CAS Application Data Structure
The CAS application data structure accommodates information about (a) academic programs and (b) applicants to those programs.
What follows is a brief overview of the CAS application data structure.
A centralized application service (CAS) starts with an "association," which will encompass all academic years and programs. Some associations have more than one CAS. Associations can be a professional association like ADEA or APTA, an individual institution like Cal State or Virginia Commonwealth University, or Liaison International itself. An association sponsors a CAS, which spans academic years and programs. Each "cycle," or academic year (like 2019-2020), within a CAS is a distinct item. The CAS/cycle combination is the bedrock of the CAS application data structure.
Within a CAS/cycle combination, participating schools are called "organizations." Within a national CAS sponsored by a professional association like PTCAS, each organization is an individual university/college or school within an individual university/college. Organizations roll up into "institutions." While organizations are confined to CAS/cycle combinations, an institution can be associated with many organizations across many CAS/cycle combinations. For example, "XYZ University Dental School" is an organization in ADEA AADSAS 2018-2019, and "XYZ University College of Health Professions" is an organization in PTCAS 2018-2019, and both are associated with the institution "XYZ Institution."
Organizations offer courses of study to applicants called "programs." Each organization may have many programs, though, in some CASs, it is rare for organizations to offer more than one program. Organizations and programs are configured by users of the system (like you!). CASs and cycles are configured by Liaison. As each new cycle arrives, the user-configured items - organizations, programs, and everything underneath them - need to be rolled over.
Applicants create an application by creating an account and selecting at least one program to apply to within a certain CAS/cycle combination. An applicant can use a single application to apply to many different programs. While it is possible for an applicant to roll over some information from an application in an old CAS/cycle combination to a new one, a new application record will be created for each CAS/cycle combination.
Access to Data Matches the Structure
A user's access to CAS application data matches the data structure. Association-level users can access all application data across cycles, organizations, and programs. An institution-level user can access all application data for all associated organizations across CAS/cycle combinations and programs. Organization-level users can access all application data across programs. Program-level permissions restrict organization-level users to viewing application data for certain programs. An applicant, of course, only has access to her application, which can be put towards any number of programs within a CAS/cycle combination.

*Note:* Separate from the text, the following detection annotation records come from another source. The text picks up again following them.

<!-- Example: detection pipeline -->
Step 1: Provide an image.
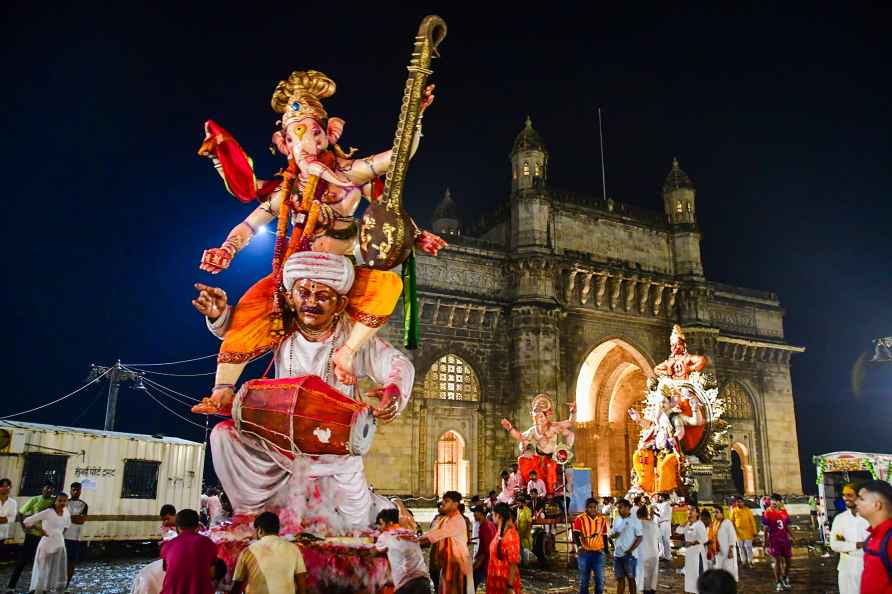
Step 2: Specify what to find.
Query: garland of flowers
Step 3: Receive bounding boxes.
[864,458,880,480]
[815,458,827,486]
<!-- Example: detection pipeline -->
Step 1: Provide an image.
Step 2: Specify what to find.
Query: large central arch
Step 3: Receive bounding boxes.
[576,338,653,496]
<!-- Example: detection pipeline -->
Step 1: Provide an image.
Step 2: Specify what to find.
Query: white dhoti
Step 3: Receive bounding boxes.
[838,559,864,594]
[210,421,394,531]
[130,559,164,594]
[659,520,672,560]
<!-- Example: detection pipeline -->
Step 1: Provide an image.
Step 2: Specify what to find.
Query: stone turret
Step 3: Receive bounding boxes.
[663,159,703,279]
[511,116,548,191]
[431,188,461,237]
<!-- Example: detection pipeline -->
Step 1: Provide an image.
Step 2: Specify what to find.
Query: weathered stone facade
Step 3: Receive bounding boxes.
[366,120,802,496]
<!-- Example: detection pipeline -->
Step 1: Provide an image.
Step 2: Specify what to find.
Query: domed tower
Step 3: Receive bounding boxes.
[431,188,461,237]
[511,116,548,192]
[663,159,703,278]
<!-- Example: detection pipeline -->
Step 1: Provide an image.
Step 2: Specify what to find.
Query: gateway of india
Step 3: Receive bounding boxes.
[365,118,804,496]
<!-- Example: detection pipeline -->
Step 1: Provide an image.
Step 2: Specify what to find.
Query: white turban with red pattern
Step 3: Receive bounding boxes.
[282,252,354,295]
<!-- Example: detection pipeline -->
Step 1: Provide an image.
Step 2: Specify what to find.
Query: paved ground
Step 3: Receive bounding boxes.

Each document and piece of CAS application data is scoped to one of the five elements detailed above:
Person-scoped vs. Application-scoped
Applicant information can pertain to the person completing the application or be specific to the program applied to. Person-scoped information is relevant about the applicant regardless of the program applied to. Data points like name, mailing address, and employment history and documents like college transcripts and resumes are person-scoped. Application-scoped information is relevant to an applicant but only for an application to a specific program. Data points like start term, program applied to, and degree level and documents like essays and letters of recommendation are application-scoped.
CAS-level, Organization-level, and Program-level
Both scopes can be collected in a CAS at different levels. Some data and documents are collected from all applicants to a CAS, and individual schools aren't able to change these requirements during an active cycle. For example, collecting basic biographic information like name and birthdate happens at the CAS-level; some document collection also happens at the CAS-level, with the association deciding to ask all applicants to submit certain documents. Participating schools also can customize applications to their programs. They can ask custom questions and make special requests for documents. When these custom requirements are added at the organization level, they're required from all applicants to any programs under the organization. Alternatively, an organization can create custom requirements at the program level, in which case they'll only be asked of applicants to that specific program. Sometimes, participating schools will ask for additional information that's already asked about at the CAS-level. For example, some programs require additional letters of recommendation beyond what is required at the CAS-level.
Programs: Where It All Comes Together
The program is where the applicant data intersects with the academic program data. Significantly, an applicant can only apply once to a program within a cycle. The program/application combination is the basic unit for a CAS data integration: each program/application combination will contain all of the relevant data and documents for a single application to an academic program. When designing your data integration, understanding where data and documents fit in the CAS application structure will help you grab the data you need, transform it to meet local system requirements, and upload it successfully to your local systems.